SillyMolSpotterFilter¶
Note
Requires the allfilters extra: pip install 'chem-filters[allfilters]'
- class chemFilters.filters.silly_filters.SillyMolSpotterFilter(from_smi=False, standardize=False, std_method='chembl', n_jobs=1, chunk_size=None, **kwargs)[source]¶
Bases:
MoleculeHandlerWrapper class to molspotter, a tool based on Pat Water’s silly walks filter. It helps finding unusual molecules in a dataset based the detection of unusual bits on a hashed ECFP fingerprint. For more information, see the original repo: https://github.com/OlivierBeq/molspotter
- Parameters:
from_smi – treats standard inputs (stdin) as smiles. Defaults to False.
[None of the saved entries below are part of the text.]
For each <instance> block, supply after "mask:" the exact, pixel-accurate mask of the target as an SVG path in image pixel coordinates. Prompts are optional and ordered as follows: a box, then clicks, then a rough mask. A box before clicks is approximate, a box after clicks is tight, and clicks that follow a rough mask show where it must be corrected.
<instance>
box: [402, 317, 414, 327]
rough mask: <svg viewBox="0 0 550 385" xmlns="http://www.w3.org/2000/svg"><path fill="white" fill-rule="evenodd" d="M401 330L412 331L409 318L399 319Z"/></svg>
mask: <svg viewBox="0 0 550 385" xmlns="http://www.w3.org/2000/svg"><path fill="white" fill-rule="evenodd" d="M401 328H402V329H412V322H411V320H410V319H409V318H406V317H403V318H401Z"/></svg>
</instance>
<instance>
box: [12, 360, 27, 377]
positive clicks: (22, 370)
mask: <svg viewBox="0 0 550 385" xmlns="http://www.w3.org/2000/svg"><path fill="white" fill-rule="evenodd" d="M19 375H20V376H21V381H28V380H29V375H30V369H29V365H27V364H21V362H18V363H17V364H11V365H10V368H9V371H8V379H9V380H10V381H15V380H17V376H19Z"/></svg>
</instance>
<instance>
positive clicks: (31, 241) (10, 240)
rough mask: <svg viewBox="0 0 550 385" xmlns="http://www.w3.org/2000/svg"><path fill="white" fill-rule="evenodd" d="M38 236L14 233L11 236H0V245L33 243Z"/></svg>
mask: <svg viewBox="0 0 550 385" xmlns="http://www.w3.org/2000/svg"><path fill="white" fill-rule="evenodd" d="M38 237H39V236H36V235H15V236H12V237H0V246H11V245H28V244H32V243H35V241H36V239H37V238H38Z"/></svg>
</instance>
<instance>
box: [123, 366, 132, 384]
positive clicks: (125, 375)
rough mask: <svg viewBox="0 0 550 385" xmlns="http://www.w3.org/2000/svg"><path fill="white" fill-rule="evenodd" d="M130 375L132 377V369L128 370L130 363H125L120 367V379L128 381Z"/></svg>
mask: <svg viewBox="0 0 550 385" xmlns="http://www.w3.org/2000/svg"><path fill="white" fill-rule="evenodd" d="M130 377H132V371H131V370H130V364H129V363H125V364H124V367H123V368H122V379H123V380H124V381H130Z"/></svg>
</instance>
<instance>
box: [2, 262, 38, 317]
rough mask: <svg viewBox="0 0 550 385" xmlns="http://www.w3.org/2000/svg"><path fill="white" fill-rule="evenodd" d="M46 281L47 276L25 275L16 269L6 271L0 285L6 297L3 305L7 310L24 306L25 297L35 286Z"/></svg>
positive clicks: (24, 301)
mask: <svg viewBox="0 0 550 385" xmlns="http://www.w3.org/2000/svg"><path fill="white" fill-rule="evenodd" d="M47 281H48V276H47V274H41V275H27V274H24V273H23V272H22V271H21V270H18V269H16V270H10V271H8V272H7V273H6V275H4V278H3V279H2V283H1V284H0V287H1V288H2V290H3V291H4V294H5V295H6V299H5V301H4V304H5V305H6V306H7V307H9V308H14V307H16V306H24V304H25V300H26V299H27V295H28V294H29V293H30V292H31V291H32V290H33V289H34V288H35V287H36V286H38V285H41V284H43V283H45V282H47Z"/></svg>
standardize – whether to standardize stdin or not. Defaults to False.
std_method – SMILES/mol standardization method. Available: canon, chembl, papyrus. Defaults to “chembl”.
n_jobs – number of jobs to run in parallel. Defaults to 1.
chunk_size (int)
- __init__(from_smi=False, standardize=False, std_method='chembl', n_jobs=1, chunk_size=None, **kwargs)[source]¶
Initialize the SillyMolSpotterFilter class.
- Parameters:
from_smi – treats standard inputs (stdin) as smiles. Defaults to False.
standardize – whether to standardize stdin or not. Defaults to False.
std_method – SMILES/mol standardization method. Available: canon, chembl, papyrus. Defaults to “chembl”.
n_jobs – number of jobs to run in parallel. Defaults to 1.
chunk_size (int) – size of chunks for ParallelApplier. If None, auto-calculated. Defaults to None.
- score_smi(smi, spotter_name='chembl')[source]¶
Score a SMILES string with a pretrained spotter, indicating how silly the processed molecule is.